What Is Known
- Fecal calprotectin is a well-integrated objective marker of inflammation that is useful in monitoring inflammatory bowel disease.
- Fecal calprotectin analyses are limited by day-to-day variation and by the consistency of the feces.
- Many adolescents find the stool-collecting uncomfortable leading to reduced compliance and hence suboptimal monitoring.
- In a few studies on adults, serum calprotectin has been shown to correlate with clinical disease activity.
What Is New
- The level of serum calprotectin correlates with the severity of inflammation assessed by endoscopy in adolescents with ulcerative colitis.
- This study supports serum calprotectin as a potential biomarker for disease monitoring of adolescent patients.

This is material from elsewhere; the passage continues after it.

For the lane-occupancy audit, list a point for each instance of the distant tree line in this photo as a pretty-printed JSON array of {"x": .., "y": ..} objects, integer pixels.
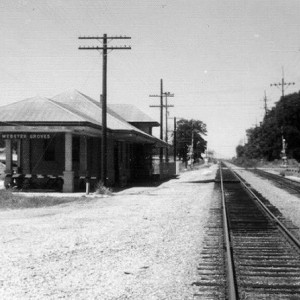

Patients diagnosed with inflammatory bowel disease (IBD) during childhood often present extensive disease and a severe disease course that requires intensive treatment (1–5). Accordingly, tight monitoring of the disease activity and high treatment adherence are needed. The golden standard to assess disease activity is a colonoscopy including biopsies, which provides a macroscopic and microscopic description of the mucosa. However, endoscopic procedures are unpleasant for patients, time consuming, expensive, and require general anesthesia in children and adolescents. Therefore, noninvasive surrogate biomarkers are needed as indicators of the present mucosal inflammation. Calprotectin is a member of the protein S100 family and is mainly found in the cytosol of neutrophils. Levels of fecal calprotectin (FC) have been shown to correlate with endoscopically assessed inflammation in patients being evaluated for possible IBD (6–12) and can be measured noninvasively in stools and analyzed at low costs. Furthermore, FC has been shown to be a useful predictor for clinical relapse in adolescents with IBD (13). However, FC exhibits significant within-day and day-to-day variation (14,15). Furthermore, certain features of collecting and managing the fecal sample before arrival at the laboratory can influence FC levels and may, therefore, limit its use in clinical practice. In the outpatient clinic, stool samples are usually collected by the patient and sent by mail to the laboratory. The analysis of FC is dependent on which part of the stool the patient has chosen for collection (ie, with or without blood), and furthermore, the analysis of the concentration of FC depends on the consistency of the feces (16). In recent studies, FC has been shown to be stable for up to 3 days at room temperature. When the samples were stored for up to 7 days, a decrease in the concentration was registered (14). Hence, delays by mail or/and extreme weather temperatures can reduce the precision of the test result.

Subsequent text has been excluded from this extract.